Finalement, du point de vue philosophique « les facteurs sociaux produisent réellement de différences systématiques au niveau des valeurs de vérité des croyances produites ».377(*) Cette conception épistémologique est qualifiée d' « épistémologie sociale » en tant qu'elle s'oppose à une conception classique de l'épistémologie qui porte un présupposé individualiste. « L'épistémologie sociale devrait...insister sur les entités collectives conçues comme sujets connaissants. (Ainsi) un intérêt des sujets collectifs, y compris les entités et les croyances, s'est développé ces dernières années, comme le suggèrent les articles et les livres de Gilbert(1989), Nelson(1993), Tuomela (1998), Searle (1995) et Kusch(2002). Ils partagent tous l'idée que les états d'esprit collectifs sont philosophiquement légitimes et que, si cela est exact, ils devraient trouver une place au sein de l'épistémologie sociale ».378(*)

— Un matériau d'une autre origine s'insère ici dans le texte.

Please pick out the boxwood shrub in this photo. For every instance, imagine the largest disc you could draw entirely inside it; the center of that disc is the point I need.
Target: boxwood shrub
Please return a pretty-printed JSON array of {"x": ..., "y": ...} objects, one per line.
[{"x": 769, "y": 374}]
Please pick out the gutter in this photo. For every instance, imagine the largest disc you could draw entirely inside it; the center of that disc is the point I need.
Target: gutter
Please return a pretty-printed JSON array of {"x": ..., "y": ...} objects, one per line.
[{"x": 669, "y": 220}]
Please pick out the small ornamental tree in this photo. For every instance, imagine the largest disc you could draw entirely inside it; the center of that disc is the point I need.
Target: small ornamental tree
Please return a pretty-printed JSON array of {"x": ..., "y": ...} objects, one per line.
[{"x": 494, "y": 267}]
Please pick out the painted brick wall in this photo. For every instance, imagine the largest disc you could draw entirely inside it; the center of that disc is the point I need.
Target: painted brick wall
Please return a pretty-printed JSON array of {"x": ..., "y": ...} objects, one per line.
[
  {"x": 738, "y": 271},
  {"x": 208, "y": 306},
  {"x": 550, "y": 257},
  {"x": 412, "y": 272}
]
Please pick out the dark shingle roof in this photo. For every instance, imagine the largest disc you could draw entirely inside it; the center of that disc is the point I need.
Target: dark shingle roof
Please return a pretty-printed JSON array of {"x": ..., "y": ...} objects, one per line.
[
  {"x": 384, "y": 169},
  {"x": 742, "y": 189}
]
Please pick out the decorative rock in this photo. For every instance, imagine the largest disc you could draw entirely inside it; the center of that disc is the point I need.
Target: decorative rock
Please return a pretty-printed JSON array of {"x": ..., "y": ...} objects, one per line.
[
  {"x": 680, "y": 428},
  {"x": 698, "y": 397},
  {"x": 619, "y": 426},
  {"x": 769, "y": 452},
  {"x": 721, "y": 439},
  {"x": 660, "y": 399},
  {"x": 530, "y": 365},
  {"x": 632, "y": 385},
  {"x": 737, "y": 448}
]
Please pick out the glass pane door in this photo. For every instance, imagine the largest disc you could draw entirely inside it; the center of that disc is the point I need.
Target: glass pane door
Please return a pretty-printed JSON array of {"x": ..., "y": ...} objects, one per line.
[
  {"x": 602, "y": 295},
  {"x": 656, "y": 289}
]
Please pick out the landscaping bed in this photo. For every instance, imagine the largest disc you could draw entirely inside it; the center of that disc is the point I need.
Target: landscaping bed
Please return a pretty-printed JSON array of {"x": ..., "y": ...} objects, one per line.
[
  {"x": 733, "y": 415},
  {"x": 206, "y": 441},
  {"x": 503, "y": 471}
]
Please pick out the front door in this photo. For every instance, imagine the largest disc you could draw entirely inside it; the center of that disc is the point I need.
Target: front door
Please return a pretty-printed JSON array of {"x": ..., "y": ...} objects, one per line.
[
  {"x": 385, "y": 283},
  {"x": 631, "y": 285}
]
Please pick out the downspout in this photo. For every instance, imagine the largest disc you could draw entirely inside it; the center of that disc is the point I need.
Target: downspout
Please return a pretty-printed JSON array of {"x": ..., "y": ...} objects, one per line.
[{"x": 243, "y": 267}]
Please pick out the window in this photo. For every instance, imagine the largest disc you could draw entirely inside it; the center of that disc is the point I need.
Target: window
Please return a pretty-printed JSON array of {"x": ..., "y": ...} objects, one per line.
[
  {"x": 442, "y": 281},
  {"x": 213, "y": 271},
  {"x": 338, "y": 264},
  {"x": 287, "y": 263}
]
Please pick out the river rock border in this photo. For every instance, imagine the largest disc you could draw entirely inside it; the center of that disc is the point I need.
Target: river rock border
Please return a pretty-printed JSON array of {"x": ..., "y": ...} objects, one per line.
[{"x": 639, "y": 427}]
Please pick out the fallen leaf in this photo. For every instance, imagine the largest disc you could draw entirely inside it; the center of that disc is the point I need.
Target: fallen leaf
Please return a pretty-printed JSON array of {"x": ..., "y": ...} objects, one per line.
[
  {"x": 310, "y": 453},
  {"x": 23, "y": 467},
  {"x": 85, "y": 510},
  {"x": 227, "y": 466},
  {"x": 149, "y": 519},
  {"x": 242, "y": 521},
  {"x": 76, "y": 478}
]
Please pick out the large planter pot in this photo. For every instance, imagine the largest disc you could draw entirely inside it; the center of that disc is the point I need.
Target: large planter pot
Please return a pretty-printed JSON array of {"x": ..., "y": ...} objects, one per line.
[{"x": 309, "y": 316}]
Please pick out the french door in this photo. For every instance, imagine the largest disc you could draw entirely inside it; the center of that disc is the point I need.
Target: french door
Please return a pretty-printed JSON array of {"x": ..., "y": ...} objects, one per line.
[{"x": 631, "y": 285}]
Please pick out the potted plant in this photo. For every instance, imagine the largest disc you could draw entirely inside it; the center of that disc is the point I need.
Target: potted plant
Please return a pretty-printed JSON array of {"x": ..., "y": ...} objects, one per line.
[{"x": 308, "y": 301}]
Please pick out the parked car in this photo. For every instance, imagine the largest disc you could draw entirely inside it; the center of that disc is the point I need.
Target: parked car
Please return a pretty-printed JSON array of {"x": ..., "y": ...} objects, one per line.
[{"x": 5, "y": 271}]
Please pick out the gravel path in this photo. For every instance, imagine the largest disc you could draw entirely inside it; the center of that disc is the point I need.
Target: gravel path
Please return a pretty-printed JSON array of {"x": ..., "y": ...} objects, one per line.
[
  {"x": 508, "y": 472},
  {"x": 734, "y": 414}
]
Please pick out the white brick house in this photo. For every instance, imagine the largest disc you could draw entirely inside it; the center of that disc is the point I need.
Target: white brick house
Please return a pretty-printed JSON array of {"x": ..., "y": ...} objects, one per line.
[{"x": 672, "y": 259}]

Il faut souligner que « le point de vue de la construction sociale ... (est d'abord) une théorie de la connaissance (...) Le point de vue de la construction sociale propose une nouvelle manière d'envisager la nature de la science et de la réalité ».379(*) Allons plus loin  « En tant que théorie de connaissance, on peut aussi remonter le point de vue de la construction sociale à Socrate qui enseignait à ses étudiants que la connaissance est une perception. De plus il faut souligner l'apport de Thomas Kuhn dans la diffusion de ce point de vue. En postulant que la recherche en physique évolue d'un paradigme (ensemble de croyances et de perception) à l'autre ».380(*) Selon Dominique David, « la thèse toute simple du constructivisme est que les idées et les normes amènent la réalité et non l'inverse, accordant ainsi une place prépondérante aux compréhensions et aux représentations que les agents sociaux se font du monde ».381(*)

* 366 Christian NADEAU, La philosophie de l'histoire : hommages offerts à Maurice Lagueux, Université de Laval, Saint -Foy, Québec, 2007, p.282.

* 367 Gloria ORIGGINI« croyance, déférence et témoignage  » dans Elisabeth PECHERIE, Joëlle PROUST(Dir.),La philosophie cognitive, Fondation de la maison de la science de l'homme, Orphrys, Paris, p.144.

* 368Ibidem.

* 369 Elisabeth PECHERIE, Joëlle PROUST (Dir.), La philosophie cognitive, Fondation de la maison de la science de l'homme, Orphrys, Paris, p.147.

* 370 Gloria ORIGGINI, art.cit.,  p.158.

* 371Ibidem.

* 372Ibidem.

* 373 Elisabeth PECHERIE, Joëlle PROUST (Dir.),op.cit .,p.145.

* 374Ibidem, p.152.

* 375Ibidem.

* 376Ibidem.

* 377Ibidem, p.148.

* 378Elisabeth PECHERIE, Joëlle PROUST (Dir.),op.cit .,p.156.

* 379 Linda ROULEAU, Théories des organisations : approches classiques, Presses Universitaires de Québec, Québec, 2007, p.161.

* 380Ibidem, p.162.

* 381 Barthélemy COURMONT, L'empire blessé : Washington à l'épreuve de l'asymétrie, P.U.M, Montréal, 2001 p.77.